Spatial Scaling of Soil Moisture, Evapotranspiration, and Leakage
Paper
Author:Michael Puma <mpuma@princeton.edu> (Princeton University)
Michael Celia <celia@princeton.edu> (Princeton University)
Ignacio Rodriguez-Iturbe <irodrigu@princeton.edu> (Princeton University)
Jan Nordbotten <jnordbot@princeton.edu> (Princeton University)
Andrew Guswa <aguswa@email.smith.edu> (Smith College)
Presenter:Michael Puma <mpuma@princeton.edu> (Princeton University)
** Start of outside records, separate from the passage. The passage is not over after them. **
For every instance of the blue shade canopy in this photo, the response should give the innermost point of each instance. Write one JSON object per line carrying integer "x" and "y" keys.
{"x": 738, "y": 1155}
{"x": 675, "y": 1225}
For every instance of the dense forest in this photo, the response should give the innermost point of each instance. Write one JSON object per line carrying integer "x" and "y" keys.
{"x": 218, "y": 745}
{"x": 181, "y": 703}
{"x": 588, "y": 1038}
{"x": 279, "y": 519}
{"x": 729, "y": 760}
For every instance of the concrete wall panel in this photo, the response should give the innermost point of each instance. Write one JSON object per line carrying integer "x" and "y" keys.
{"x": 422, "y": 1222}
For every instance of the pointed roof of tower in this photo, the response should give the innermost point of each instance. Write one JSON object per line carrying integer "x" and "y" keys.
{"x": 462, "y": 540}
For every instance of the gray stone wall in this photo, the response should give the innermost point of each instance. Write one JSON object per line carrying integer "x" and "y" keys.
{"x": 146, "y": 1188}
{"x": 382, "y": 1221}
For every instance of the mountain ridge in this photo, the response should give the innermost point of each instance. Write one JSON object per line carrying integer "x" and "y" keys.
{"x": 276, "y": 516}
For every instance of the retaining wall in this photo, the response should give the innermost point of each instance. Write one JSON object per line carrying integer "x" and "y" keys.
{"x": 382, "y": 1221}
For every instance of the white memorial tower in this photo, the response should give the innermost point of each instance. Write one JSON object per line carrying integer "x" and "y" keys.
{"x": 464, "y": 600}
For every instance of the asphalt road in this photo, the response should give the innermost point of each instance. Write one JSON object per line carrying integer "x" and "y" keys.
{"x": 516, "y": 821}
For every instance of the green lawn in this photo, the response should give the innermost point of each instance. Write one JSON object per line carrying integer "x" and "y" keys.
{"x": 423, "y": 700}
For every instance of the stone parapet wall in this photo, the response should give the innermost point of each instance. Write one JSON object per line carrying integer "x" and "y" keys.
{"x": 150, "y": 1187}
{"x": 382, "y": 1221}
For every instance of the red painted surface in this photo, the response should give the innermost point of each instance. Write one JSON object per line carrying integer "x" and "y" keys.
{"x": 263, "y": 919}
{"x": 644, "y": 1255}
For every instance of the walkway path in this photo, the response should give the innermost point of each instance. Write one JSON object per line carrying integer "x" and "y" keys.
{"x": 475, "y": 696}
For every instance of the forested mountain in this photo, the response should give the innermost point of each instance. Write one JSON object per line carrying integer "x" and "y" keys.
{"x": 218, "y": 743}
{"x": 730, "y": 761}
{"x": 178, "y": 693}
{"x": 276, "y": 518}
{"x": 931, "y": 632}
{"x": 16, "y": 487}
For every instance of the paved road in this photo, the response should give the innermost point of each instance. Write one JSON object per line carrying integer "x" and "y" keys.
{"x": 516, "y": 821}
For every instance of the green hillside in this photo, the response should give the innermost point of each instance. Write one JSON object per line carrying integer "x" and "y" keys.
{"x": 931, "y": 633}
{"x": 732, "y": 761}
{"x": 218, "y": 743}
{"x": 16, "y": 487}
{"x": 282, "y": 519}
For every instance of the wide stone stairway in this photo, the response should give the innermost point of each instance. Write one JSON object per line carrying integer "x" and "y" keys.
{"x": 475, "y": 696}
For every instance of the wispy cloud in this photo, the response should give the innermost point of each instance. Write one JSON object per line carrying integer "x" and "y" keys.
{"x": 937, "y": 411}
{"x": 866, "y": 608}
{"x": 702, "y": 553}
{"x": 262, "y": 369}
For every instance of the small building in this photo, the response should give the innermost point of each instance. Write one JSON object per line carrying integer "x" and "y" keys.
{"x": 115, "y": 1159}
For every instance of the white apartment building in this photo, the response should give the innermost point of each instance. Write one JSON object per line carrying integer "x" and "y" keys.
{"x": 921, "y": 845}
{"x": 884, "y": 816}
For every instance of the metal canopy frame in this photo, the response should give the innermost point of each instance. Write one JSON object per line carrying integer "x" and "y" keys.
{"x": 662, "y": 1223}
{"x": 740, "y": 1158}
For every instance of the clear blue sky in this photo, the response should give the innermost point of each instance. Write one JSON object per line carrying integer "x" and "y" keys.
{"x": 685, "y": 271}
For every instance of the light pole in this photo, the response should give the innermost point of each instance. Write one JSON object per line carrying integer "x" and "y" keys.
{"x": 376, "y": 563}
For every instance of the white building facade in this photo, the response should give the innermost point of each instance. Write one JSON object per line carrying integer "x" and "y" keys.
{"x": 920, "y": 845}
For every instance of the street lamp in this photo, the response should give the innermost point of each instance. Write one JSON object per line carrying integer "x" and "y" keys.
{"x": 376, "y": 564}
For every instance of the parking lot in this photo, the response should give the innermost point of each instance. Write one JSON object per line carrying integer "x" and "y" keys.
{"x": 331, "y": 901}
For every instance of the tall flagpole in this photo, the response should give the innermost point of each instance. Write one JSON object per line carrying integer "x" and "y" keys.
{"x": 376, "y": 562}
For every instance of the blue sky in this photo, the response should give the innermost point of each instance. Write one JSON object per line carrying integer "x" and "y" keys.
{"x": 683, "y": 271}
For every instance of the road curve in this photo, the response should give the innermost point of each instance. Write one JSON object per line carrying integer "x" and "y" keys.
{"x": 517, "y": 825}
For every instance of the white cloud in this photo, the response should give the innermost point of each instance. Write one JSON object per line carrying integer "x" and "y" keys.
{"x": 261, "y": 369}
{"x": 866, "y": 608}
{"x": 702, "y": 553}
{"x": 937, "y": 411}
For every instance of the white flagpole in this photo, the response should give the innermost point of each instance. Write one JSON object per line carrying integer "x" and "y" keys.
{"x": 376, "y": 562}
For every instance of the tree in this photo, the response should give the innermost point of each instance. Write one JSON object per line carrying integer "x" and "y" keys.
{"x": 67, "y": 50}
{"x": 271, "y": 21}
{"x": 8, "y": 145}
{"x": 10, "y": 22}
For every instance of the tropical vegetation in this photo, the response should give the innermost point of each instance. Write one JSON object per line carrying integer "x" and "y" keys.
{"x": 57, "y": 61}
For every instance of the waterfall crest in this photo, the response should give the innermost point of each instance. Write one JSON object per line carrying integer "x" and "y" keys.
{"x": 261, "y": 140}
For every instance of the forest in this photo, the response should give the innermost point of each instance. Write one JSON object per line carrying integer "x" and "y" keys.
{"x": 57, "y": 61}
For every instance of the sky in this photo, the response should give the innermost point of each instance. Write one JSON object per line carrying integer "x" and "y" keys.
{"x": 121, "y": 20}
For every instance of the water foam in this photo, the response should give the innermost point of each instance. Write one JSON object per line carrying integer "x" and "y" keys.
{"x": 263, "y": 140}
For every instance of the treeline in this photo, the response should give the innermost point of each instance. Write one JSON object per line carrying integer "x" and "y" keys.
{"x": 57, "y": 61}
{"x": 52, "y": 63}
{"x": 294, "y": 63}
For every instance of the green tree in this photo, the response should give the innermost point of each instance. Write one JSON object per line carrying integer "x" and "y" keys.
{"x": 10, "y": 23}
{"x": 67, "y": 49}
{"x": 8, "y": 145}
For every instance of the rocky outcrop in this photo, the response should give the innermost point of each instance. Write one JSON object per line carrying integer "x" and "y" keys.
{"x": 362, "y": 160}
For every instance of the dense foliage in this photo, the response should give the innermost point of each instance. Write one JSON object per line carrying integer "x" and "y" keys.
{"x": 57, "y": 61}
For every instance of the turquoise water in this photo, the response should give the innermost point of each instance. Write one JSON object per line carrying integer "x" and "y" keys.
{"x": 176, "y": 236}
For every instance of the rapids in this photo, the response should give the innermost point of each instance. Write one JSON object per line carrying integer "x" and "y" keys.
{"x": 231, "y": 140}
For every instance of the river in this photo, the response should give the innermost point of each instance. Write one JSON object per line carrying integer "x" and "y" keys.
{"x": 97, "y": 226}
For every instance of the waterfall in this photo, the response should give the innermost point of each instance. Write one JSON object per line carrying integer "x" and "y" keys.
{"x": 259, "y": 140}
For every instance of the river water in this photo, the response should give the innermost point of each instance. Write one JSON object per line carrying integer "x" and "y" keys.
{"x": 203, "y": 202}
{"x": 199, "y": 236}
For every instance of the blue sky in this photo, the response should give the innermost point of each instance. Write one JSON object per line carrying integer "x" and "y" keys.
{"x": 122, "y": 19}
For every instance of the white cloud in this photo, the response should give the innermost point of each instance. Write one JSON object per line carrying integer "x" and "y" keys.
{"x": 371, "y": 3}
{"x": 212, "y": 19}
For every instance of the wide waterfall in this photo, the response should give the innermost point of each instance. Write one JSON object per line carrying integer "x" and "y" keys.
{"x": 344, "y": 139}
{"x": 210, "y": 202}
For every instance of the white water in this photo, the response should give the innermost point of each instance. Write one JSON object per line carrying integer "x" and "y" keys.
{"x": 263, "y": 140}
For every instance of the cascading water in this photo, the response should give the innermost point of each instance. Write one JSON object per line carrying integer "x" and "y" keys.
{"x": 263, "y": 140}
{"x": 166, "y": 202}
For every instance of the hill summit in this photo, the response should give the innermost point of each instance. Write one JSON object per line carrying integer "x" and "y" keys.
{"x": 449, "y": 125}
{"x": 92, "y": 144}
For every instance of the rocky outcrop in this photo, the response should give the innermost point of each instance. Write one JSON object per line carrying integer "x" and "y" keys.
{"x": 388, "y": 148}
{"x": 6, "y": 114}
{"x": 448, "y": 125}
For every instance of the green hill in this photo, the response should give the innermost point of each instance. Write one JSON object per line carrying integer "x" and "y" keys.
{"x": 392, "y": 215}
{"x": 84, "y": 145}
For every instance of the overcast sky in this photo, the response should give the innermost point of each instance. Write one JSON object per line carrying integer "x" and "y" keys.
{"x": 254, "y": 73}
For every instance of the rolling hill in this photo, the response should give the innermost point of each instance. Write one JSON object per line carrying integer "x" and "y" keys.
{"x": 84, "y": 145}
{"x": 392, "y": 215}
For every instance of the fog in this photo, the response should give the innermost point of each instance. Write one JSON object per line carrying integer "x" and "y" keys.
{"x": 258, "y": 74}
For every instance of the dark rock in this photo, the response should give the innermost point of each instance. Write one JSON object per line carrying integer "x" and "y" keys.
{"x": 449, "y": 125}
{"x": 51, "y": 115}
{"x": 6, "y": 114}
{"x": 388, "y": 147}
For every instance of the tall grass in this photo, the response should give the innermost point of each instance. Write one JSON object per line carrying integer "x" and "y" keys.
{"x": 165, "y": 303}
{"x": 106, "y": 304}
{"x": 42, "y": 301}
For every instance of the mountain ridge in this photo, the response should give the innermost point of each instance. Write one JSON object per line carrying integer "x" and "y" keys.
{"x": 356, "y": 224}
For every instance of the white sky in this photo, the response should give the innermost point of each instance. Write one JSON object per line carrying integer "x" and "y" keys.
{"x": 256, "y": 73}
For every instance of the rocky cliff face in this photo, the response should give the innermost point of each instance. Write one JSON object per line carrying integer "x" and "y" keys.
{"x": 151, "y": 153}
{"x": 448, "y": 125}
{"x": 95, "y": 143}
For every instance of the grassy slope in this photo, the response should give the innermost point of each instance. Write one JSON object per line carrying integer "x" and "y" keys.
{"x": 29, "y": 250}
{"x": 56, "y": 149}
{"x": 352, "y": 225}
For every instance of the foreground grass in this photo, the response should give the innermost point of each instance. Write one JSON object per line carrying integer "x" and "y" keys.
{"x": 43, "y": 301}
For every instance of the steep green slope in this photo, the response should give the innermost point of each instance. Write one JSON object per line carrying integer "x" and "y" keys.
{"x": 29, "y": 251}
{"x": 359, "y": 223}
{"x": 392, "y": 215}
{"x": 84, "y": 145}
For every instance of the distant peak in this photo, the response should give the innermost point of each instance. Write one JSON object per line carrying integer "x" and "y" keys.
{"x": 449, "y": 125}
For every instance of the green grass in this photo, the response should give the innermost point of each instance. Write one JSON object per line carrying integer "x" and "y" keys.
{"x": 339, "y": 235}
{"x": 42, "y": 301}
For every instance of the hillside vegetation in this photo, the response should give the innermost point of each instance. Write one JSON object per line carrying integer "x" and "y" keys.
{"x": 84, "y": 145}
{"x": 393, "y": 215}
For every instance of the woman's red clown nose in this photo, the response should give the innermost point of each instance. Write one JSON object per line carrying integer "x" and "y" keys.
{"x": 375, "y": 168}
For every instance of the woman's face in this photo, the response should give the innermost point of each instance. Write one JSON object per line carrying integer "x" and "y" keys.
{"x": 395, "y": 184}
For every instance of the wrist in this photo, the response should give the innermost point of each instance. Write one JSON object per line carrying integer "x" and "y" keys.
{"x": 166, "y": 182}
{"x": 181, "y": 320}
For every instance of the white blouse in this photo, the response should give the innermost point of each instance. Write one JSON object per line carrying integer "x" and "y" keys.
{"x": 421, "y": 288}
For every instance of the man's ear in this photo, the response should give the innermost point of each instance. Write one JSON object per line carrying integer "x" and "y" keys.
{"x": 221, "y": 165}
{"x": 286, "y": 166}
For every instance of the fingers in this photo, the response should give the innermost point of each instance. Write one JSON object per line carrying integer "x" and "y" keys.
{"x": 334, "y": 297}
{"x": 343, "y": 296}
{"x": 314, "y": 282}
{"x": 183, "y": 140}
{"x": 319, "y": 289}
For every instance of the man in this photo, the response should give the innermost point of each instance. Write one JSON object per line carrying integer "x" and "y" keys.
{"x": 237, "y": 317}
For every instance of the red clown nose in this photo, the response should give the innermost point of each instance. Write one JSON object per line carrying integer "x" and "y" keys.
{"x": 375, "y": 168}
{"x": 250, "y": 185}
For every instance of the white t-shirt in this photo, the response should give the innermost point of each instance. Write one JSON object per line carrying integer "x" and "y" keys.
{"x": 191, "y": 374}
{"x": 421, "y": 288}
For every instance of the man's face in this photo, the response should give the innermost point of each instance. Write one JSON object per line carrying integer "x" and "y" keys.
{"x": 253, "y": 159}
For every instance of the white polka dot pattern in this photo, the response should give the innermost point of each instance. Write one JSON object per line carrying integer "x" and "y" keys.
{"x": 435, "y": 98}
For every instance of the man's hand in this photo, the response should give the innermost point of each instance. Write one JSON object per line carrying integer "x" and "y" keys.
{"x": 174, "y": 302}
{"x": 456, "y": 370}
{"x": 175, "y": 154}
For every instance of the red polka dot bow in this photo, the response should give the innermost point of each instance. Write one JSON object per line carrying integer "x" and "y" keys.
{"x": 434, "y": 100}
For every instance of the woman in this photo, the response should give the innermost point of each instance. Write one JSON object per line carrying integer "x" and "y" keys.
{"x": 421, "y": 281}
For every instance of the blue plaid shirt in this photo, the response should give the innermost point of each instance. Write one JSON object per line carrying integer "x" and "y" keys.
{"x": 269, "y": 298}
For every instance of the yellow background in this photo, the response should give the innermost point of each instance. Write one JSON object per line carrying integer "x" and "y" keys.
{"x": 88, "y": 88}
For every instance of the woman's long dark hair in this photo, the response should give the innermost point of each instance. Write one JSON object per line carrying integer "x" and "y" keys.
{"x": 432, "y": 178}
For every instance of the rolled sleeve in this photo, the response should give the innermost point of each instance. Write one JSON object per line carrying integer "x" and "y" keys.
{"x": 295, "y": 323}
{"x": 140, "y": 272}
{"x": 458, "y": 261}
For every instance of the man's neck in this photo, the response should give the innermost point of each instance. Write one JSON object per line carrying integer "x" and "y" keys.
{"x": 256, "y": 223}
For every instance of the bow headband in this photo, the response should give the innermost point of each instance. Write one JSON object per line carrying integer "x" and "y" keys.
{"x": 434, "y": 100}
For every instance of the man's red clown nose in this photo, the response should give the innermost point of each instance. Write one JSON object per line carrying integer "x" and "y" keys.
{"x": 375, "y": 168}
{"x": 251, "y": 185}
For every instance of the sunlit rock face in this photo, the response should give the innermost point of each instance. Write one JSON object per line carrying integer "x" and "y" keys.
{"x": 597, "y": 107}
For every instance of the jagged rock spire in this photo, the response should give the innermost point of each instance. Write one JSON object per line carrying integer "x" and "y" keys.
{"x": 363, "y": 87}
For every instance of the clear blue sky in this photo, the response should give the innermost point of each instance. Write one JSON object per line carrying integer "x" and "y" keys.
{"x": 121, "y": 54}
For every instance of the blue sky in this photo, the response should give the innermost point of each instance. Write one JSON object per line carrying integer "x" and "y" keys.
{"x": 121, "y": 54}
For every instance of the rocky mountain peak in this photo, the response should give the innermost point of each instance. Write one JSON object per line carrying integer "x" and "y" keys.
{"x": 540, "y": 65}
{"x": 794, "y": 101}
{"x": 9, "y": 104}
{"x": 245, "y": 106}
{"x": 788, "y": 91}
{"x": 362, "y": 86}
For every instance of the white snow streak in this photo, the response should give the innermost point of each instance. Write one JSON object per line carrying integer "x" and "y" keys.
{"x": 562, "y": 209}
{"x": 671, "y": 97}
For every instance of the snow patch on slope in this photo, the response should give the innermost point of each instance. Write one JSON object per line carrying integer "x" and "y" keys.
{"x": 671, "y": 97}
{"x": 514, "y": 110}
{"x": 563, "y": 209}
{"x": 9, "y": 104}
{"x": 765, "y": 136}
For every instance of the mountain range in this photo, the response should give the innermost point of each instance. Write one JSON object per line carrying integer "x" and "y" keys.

Date: 2006-06-18     Track: Special Sessions     Session: Ecohydrology: From Detailed Descriptions To General Synthesis?
DOI:10.4122/1.1000000563
DOI:10.4122/1.1000000564

An outstanding issue in ecohydrological modeling is scaling nonlinear plant-level interactions among soil, vegetation, and water to larger spatial scales. Spatial heterogeneity in precipitation and vegetation exert significant control on scaling properties, especially in water-limited ecosystems. Computational results indicate that relationships between spatially averaged variables controlling soil-moisture dynamics are non-unique at larger averaging scales, even when unique, non-hysteretic relationships are defined at the plant level. The complexity of these relationships evolves with increasing averaging area based on the characteristics of the spatial heterogeneity. Through detail simulation studies, we can identify a threshold scale for soil moisture, evapotranspiration, and leakage beyond which the non-unique relationships will vary only slowly as averaging area becomes larger. The threshold scale, which is analogous to the concept of a representative elementary area, enables identification of a large-scale relationship that is meaningful with respect to the characteristics of the system. We use numerical simulations to assess the effects of storm spatial structure, rainfall intensity and frequency, and soil and vegetation characteristics on threshold-scale values of the relevant variables. Results are generalized by relating the threshold scales to a dimensionless group of parameters that includes length scales characteristic of the heterogeneity and the model's resolution. We then evaluate how the computationally derived non-unique relationships relate to analytical approaches to obtain spatially averaged functional relationships. Specific comparison of empirically obtained upscaled functions (based on the non- unique relationships) with the so-called statistical dynamic approach provides guidelines to account for spatial heterogeneity in soil, plant, and climate systems.